Que la vida iba en serio... decía Gil de Biedma en algún inesperado momento en el que su rutina lo azotó hacia un trascendente pensamiento circular parecido a un charco de alquitrán.
Posiblemente habría terminado de encender un cigarro y de percatarse, en un difuminado segundo de realidad, de que ese zumbido inapreciable de su garganta se trataba de una vida que iba en serio y que le impedía respirar, más allá del efímero humo de su tabaco.
Así me lo imagino yo, al menos, con un gesto concentrado y triste de bolígrafo gastado y papel en el que dejar plasmada esa amargura que no se parecía a ninguna letra del alfabeto.
Gil de Biedma me balancea, todavía muchos años después de aquellos versos que arrasaban mis veinte años y estiraban la retina de mis ojos hacia paisajes inexplorados: azules, verdosos y de muchas formas geométricas.

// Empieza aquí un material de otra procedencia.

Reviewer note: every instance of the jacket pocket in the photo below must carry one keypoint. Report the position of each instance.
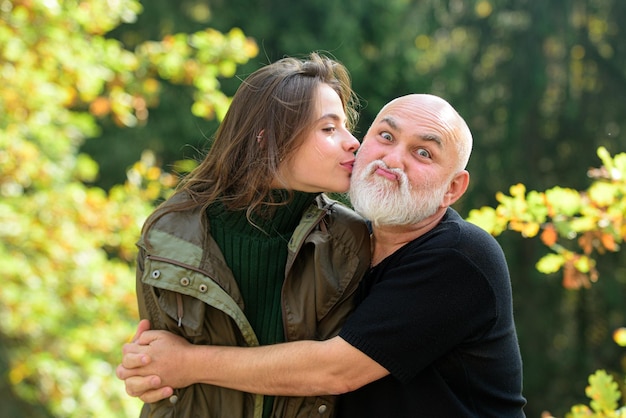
(174, 288)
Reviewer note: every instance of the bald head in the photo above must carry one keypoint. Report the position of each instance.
(428, 106)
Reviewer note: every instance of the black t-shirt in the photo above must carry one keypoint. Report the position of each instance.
(438, 315)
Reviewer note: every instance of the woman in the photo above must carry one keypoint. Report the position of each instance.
(248, 251)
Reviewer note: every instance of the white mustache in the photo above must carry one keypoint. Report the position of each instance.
(376, 164)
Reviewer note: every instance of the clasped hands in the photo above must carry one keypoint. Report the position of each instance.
(153, 364)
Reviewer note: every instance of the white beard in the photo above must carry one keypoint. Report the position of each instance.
(384, 202)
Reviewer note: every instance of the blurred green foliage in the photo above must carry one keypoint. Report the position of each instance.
(67, 247)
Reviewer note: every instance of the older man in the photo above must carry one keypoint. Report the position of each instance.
(433, 335)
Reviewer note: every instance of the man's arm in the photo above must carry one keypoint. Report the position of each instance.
(301, 368)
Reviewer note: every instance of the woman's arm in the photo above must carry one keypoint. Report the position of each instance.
(159, 361)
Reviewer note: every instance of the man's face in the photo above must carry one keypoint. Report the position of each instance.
(404, 167)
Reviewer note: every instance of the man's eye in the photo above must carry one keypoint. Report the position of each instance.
(387, 136)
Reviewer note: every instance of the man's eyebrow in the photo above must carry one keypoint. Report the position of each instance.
(432, 137)
(390, 121)
(425, 137)
(333, 116)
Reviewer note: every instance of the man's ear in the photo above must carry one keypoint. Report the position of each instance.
(456, 188)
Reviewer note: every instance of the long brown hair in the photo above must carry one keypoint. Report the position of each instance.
(267, 121)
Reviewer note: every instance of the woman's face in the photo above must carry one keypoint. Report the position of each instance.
(323, 163)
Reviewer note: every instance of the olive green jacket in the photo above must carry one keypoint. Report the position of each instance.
(185, 286)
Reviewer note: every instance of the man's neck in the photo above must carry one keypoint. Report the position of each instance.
(386, 239)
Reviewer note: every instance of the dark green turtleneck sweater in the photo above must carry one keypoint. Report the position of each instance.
(257, 259)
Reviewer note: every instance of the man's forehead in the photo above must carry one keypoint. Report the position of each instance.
(414, 128)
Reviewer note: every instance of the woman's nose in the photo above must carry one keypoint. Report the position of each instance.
(352, 144)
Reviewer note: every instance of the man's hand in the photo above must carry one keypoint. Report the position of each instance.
(152, 364)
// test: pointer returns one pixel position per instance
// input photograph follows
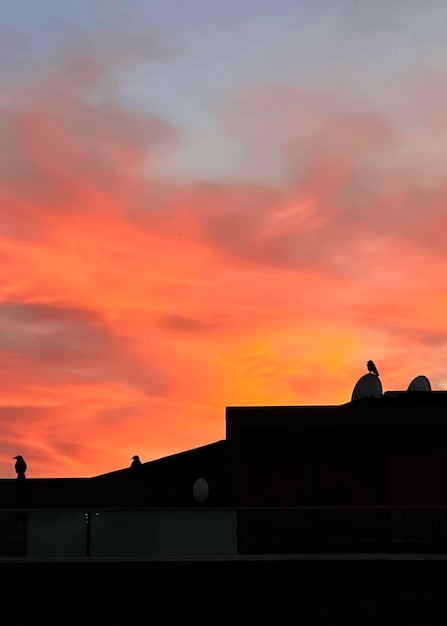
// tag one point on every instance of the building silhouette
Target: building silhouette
(364, 477)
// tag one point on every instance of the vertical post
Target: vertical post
(88, 526)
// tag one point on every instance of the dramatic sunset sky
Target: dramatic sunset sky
(206, 204)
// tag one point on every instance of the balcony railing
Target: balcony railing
(220, 531)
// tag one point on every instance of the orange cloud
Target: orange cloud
(134, 309)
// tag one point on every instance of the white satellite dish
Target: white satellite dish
(200, 490)
(420, 383)
(368, 386)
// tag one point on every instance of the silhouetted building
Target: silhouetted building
(366, 476)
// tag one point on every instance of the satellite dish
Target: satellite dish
(420, 383)
(200, 490)
(368, 386)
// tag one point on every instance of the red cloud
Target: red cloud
(135, 308)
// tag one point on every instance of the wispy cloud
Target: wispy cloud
(135, 306)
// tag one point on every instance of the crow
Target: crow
(20, 466)
(372, 369)
(136, 463)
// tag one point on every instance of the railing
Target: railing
(205, 531)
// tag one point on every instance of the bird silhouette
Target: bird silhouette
(20, 466)
(372, 369)
(136, 463)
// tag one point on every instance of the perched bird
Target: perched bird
(372, 369)
(136, 463)
(20, 466)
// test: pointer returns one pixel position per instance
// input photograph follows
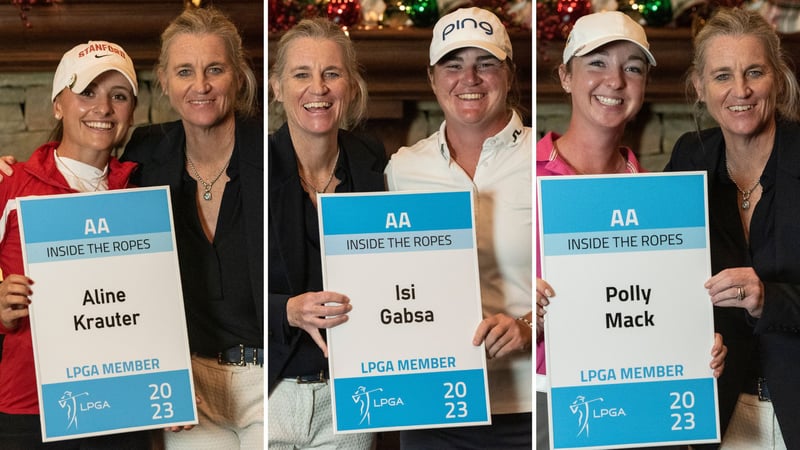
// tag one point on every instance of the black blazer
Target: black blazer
(287, 260)
(771, 343)
(159, 150)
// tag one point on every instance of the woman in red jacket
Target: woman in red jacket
(94, 96)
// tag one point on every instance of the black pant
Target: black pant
(23, 432)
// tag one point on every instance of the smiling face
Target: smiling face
(607, 86)
(738, 85)
(97, 119)
(314, 87)
(199, 80)
(471, 86)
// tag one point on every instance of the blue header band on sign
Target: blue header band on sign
(355, 244)
(355, 214)
(99, 248)
(125, 213)
(574, 205)
(641, 240)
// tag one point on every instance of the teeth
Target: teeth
(101, 125)
(608, 100)
(470, 96)
(317, 105)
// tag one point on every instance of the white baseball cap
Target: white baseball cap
(84, 62)
(592, 31)
(469, 27)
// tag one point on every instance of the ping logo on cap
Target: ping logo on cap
(467, 23)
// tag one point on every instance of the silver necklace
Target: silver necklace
(745, 194)
(327, 184)
(206, 185)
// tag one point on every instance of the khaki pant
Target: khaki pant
(300, 416)
(753, 425)
(231, 408)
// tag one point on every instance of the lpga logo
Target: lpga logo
(70, 403)
(73, 403)
(585, 410)
(367, 403)
(361, 396)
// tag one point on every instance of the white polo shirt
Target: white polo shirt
(502, 189)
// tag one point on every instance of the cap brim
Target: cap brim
(87, 76)
(597, 43)
(496, 51)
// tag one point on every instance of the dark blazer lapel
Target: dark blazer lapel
(787, 196)
(250, 143)
(286, 217)
(167, 160)
(366, 176)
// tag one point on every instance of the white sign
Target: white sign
(408, 263)
(630, 330)
(107, 318)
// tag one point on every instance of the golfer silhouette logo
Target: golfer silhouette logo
(361, 396)
(70, 403)
(580, 406)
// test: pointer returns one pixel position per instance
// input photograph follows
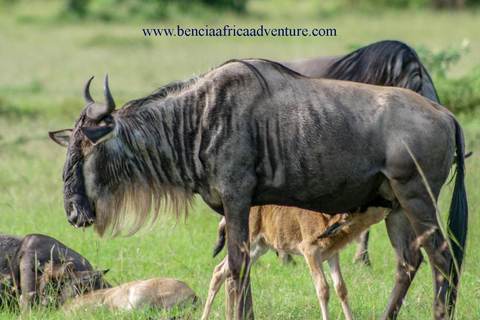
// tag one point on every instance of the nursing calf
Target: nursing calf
(290, 230)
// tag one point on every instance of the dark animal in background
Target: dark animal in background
(24, 259)
(385, 63)
(8, 248)
(252, 132)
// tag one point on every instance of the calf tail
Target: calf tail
(458, 219)
(222, 233)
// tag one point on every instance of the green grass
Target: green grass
(44, 64)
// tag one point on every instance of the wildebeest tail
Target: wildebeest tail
(222, 232)
(428, 89)
(458, 219)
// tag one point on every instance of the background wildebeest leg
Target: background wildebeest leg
(236, 216)
(361, 256)
(408, 255)
(339, 284)
(27, 272)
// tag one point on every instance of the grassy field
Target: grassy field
(44, 63)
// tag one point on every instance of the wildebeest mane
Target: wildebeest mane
(399, 66)
(159, 94)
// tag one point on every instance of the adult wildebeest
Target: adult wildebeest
(315, 236)
(23, 259)
(252, 132)
(385, 63)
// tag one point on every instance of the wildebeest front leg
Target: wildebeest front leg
(408, 255)
(361, 255)
(236, 216)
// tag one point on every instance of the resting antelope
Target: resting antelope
(296, 231)
(160, 293)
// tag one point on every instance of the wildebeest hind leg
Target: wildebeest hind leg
(237, 211)
(421, 213)
(408, 257)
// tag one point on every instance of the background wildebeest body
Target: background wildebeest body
(26, 257)
(254, 133)
(386, 63)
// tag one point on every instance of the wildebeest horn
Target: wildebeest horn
(86, 92)
(98, 111)
(108, 96)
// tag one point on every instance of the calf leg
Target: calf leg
(230, 296)
(408, 257)
(361, 256)
(314, 260)
(339, 284)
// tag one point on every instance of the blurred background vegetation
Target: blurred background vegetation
(49, 48)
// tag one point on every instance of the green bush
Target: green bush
(460, 95)
(439, 62)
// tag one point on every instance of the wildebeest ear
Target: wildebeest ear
(67, 268)
(97, 134)
(103, 272)
(62, 137)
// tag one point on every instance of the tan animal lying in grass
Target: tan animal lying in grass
(316, 236)
(160, 293)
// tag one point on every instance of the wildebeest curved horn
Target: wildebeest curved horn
(86, 92)
(108, 97)
(98, 111)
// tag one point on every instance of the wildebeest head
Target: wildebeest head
(94, 125)
(61, 281)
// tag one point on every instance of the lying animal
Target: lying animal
(291, 230)
(23, 260)
(160, 293)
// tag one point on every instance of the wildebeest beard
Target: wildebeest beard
(132, 181)
(122, 183)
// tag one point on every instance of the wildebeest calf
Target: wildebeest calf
(23, 260)
(296, 231)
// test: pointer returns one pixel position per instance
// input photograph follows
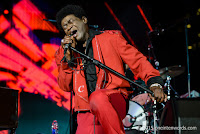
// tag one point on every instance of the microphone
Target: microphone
(65, 50)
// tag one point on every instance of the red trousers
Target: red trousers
(108, 108)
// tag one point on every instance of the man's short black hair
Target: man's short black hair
(76, 10)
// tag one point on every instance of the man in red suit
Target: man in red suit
(94, 87)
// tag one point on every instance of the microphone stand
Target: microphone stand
(102, 66)
(151, 51)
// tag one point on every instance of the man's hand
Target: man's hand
(159, 95)
(68, 40)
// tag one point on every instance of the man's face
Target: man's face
(75, 27)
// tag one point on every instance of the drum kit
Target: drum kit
(143, 115)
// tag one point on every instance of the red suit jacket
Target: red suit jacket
(111, 49)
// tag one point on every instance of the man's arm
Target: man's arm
(141, 67)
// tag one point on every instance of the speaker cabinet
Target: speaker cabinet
(181, 116)
(8, 108)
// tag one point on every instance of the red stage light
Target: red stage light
(6, 11)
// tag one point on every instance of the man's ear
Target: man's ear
(84, 19)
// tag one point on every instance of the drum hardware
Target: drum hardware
(136, 117)
(171, 71)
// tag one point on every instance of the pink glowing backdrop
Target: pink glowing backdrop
(27, 63)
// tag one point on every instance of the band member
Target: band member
(95, 88)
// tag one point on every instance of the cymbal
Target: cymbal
(172, 71)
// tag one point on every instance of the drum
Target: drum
(135, 118)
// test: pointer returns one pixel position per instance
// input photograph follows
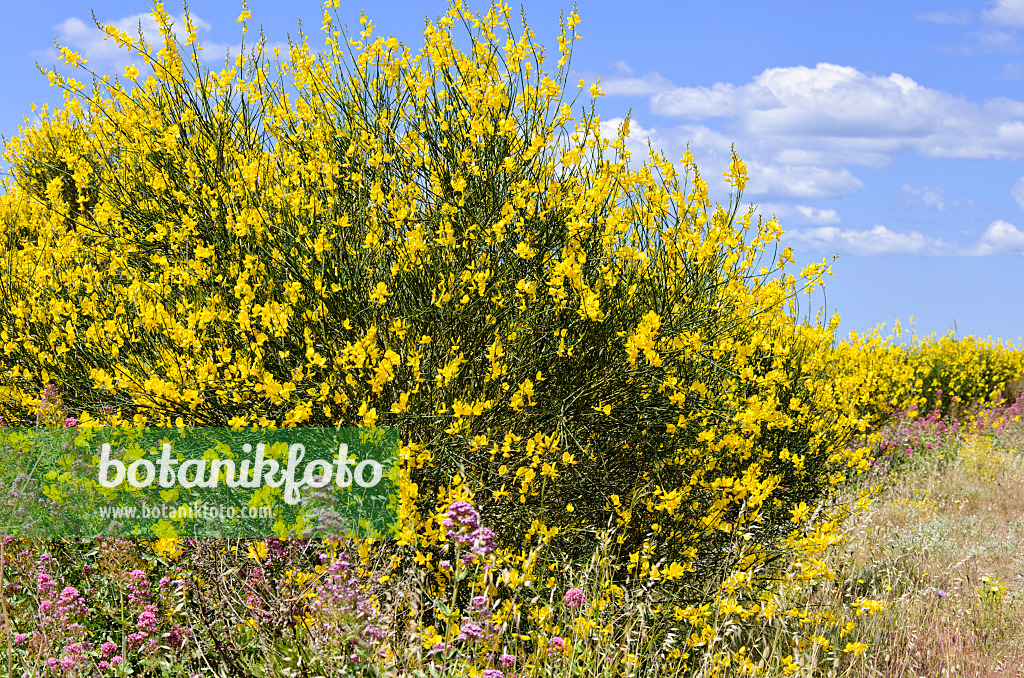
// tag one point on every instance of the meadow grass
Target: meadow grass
(941, 547)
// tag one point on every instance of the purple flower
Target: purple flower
(483, 541)
(471, 629)
(574, 598)
(147, 620)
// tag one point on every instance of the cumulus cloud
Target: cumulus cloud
(850, 117)
(103, 54)
(931, 198)
(801, 214)
(1006, 12)
(624, 83)
(875, 242)
(961, 16)
(1012, 71)
(801, 181)
(1018, 193)
(998, 238)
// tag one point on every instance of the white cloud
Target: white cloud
(799, 214)
(999, 238)
(960, 16)
(931, 198)
(1012, 71)
(995, 41)
(838, 115)
(719, 100)
(1018, 193)
(625, 84)
(1006, 12)
(102, 54)
(801, 181)
(873, 242)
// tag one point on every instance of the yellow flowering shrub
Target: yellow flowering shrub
(432, 241)
(437, 241)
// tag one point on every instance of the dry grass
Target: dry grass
(945, 550)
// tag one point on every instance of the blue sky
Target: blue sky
(890, 133)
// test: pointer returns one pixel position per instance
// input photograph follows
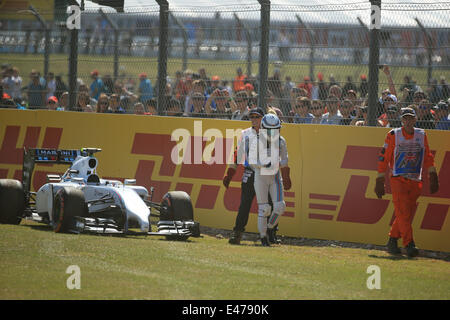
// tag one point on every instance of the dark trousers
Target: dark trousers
(247, 196)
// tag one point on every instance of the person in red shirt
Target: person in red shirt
(407, 154)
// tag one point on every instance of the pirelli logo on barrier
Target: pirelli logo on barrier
(161, 145)
(358, 208)
(339, 209)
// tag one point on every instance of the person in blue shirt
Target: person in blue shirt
(441, 115)
(302, 108)
(97, 86)
(333, 116)
(145, 88)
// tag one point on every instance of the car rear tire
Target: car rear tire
(176, 206)
(12, 201)
(68, 203)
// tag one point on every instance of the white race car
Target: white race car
(79, 201)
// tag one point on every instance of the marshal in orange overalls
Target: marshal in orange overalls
(407, 156)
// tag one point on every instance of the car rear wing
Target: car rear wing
(49, 156)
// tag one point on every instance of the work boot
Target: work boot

Claro que la vida iba en serio.
Hoy vuelvo a este poeta porque hace poco recordé el poema y pensé que vivir no podía tener tanta importancia y que la actitud trágica en la que nos movemos no podía ser más que una trampa. Pensaba que tal vez si cambiábamos algunas piezas y el puzzle lo transformábamos en juego, la vida no podía ir tan en serio y los rostros estirados y apagados que inundan todos los espejos podrían relajarse y convertir cada mañana en una función distinta alejada de dramatismos.
Porque todo es efímero, de nada sirve engrandecer lo pequeño hasta invocar a un ejército de monstruos que vengan a robarnos el aliento. Hay momentos en los que pienso que cualquier día me muero. Mañana, por ejemplo. No me gustaría hacerlo con la pesada carga de habérmelo creído todo y el profundo dolor de haber sido parte de una sociedad intoxicada de miedo.
No voy a morirme mañana, pero por si acaso de rato en rato, elijo contradecir al poeta y retarlo a la sonrisa de una vida en la que no todo es tan serio.